Appeal from Family Court orders – exercise of discretion by lower Court - application for custody and maintenance


Counsel:


E Rere, with the Appellant in person
Ms. G Salika in person


5th December, 2019

1. THOMPSON J: BACKGROUND: The parties commenced their relationship in 2004, and separated in July 2016. They had three children together.

2. On 17 October 2016, the Respondent issued custody proceedings against the Appellant in the National Court on OS 701 of 2016. The parties filed various affidavits in those proceedings, before they were discontinued, and on 19 June 2017 the Respondent issued custody proceedings in the Family Court on Complaint No. 207 of 2017. In those proceedings, the Respondent sought orders for her to be given custody, for the Appellant to be given access, and for any other appropriate orders.

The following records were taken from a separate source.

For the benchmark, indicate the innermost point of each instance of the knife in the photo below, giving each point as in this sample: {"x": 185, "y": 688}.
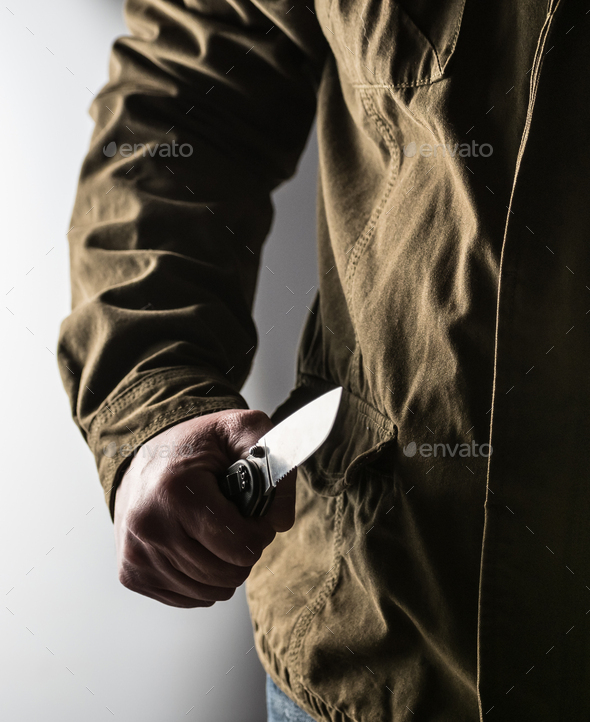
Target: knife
{"x": 251, "y": 482}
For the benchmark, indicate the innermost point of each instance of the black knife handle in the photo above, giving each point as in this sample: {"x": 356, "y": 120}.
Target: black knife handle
{"x": 243, "y": 484}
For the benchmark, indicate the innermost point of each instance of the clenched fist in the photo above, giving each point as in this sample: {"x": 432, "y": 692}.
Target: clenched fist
{"x": 178, "y": 539}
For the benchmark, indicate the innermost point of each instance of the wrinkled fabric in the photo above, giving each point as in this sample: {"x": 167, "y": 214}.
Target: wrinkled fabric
{"x": 452, "y": 309}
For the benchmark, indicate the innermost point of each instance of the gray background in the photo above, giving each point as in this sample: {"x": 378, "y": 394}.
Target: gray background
{"x": 75, "y": 643}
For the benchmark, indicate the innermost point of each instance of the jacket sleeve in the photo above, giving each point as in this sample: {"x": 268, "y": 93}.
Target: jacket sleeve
{"x": 206, "y": 111}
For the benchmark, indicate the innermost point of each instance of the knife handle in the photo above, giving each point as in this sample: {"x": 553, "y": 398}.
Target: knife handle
{"x": 243, "y": 483}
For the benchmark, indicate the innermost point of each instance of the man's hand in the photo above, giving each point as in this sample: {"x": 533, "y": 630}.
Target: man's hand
{"x": 178, "y": 539}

3. In the National Court proceedings, both parties had filed various affidavits, most of which were annexed to the Respondent’s affidavit of 19 June 2017 which she filed in the Family Court proceedings, together with further affidavits by her, including her affidavit sworn on 18 April 2018. The Appellant did not file any affidavits in the Family Court.

4. According to the Respondent, the matter came before the Family Court on several occasions, at which the Appellant did not appear. She says that on 14 June 2018 the Magistrate made initial orders for custody, the Appellant did not appear, and the Magistrate then adjourned the proceedings for further consideration of access arrangements. She says that on 17 July 2018, she was informed by a court clerk that the Magistrate’s decision would be delivered on 18 July, she appeared on 18 July, the Appellant did not appear, and the Magistrate delivered a written court order dated 17 July 2018. This order gave custody to the Respondent, and access to the Appellant.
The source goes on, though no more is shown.